Burgess longlisted for the Leacock
May 05th, 2025

BC-based humour writer, Steve Burgess’s Reservations: The Pleasures and Perils of Travel (D&M $26.95) has been longlisted for the 2025 Stephen Leacock Memorial Medal for Humour
Celebrating 78 years since its inception, the award recognizes excellence in Canadian literary humour. Past winners have included Terry Fallis, Will Ferguson, W.O. Mitchell, Stuart McLean and Mordecai Richler.
The three finalists for the award will be named on Tuesday, May 20, 2025, with the medal winner being announced on Saturday, June 21, 2025, at the Leacock Medal Award Gala Dinner in Orillia, Ontario.

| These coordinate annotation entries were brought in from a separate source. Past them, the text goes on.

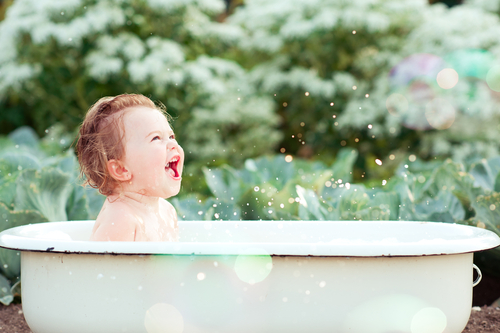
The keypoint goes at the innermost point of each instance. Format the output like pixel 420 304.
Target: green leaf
pixel 496 187
pixel 224 183
pixel 8 188
pixel 26 136
pixel 444 208
pixel 274 170
pixel 485 173
pixel 46 191
pixel 487 208
pixel 14 161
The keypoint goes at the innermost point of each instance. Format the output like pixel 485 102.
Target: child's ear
pixel 118 171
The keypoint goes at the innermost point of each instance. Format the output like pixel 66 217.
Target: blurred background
pixel 289 109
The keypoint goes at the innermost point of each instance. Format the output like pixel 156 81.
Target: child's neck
pixel 137 198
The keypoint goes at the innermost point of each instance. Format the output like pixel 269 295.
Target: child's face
pixel 152 155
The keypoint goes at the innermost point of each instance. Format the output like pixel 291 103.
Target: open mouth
pixel 171 167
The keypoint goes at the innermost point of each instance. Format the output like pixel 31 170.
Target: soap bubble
pixel 420 66
pixel 253 267
pixel 389 313
pixel 429 320
pixel 163 318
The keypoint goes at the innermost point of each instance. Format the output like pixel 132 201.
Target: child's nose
pixel 172 144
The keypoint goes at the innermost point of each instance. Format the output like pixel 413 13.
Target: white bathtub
pixel 356 277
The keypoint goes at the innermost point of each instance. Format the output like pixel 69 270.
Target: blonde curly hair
pixel 101 138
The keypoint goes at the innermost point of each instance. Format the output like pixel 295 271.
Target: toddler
pixel 128 151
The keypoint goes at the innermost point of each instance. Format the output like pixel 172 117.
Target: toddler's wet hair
pixel 101 138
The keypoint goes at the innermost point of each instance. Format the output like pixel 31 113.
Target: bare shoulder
pixel 169 211
pixel 116 222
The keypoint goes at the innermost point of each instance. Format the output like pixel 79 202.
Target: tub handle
pixel 479 275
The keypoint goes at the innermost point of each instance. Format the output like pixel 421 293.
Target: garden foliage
pixel 270 188
pixel 38 183
pixel 343 83
pixel 59 57
pixel 307 76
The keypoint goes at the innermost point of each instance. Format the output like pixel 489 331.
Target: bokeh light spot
pixel 447 78
pixel 253 268
pixel 428 320
pixel 163 318
pixel 493 78
pixel 440 113
pixel 396 104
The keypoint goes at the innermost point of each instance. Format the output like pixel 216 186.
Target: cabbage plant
pixel 37 186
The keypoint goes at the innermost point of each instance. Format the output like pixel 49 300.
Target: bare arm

As Reservations notes, travel was once a marker of sophistication. Now the tourist is just as likely to be viewed as one locust in an annihilating swarm. Tourists face tough questions: When does economic opportunity become exploitation? How do we justify the use of climate-changing jet fuel? And can we be sure our tourist dollars aren’t propping up corrupt and brutal regimes?
Now, as the world returns to travel, Steve Burgess asks: Is satisfying our own wanderlust worth the trouble it causes everyone else? Or is the tourist guilty of the charges—from voyeurism to desecration—levelled against them by everyone from environmentalists to exhausted locals and superior-feeling fellow tourists who have traded in the tour bus for “authentic experiences?”
In this comedic interrogation of our right to roam, Burgess looks into the traveller’s soul, sharing the stories of some of his most personally significant travels, from Rome to Tana Toraja, and looking to studies and experts around the world for insight into why we travel and how we could do it better. And throughout, he tells the story of a month in Japan—his first trip outside North America—and the whirlwind cross-cultural romance that brought him there and took him on a journey around the country in search of wonder and maybe even love.
“Steve’s sly humour made Reservations so much fun to read, but it’s his candour about what leaves many of us conflicted about travel that has stayed with me—from the environmental impact of tourism to selfie culture,” says Ian Hanomansing, co-host of CBC’s The National. “A reminder of why and how we should travel, his gentle message to those obsessively checking off bucket lists is ‘Serendipity is the bucket with a hole in it.’ More than anything, this is a man who loves seeing the world, and it was a joy seeing it with him.”
Andrew Coyne, a columnist for The Globe and Mail says of Burgess’s book: “A defense of tourism, in spite of it all, from a passionate but conflicted traveler. Steve Burgess mixes brooding insights with biting humour—Paul Theroux meets David Sedaris—as he roams the world in search of adventure, meaning and love. A sparkling, provocative inquiry into the soul of the self-loathing tourist.”
ABOUT THE AUTHOR
Steve Burgess is a writer and broadcaster whose honours include two Canadian National Magazine awards. Burgess is a contributing editor of The Tyee and an award-winning documentary director. He is the author of Who Killed Mom? (Greystone, 2011) and his stories have been featured in publications including Reader’s Digest, Maclean’s and The Globe and Mail. He lives in Vancouver.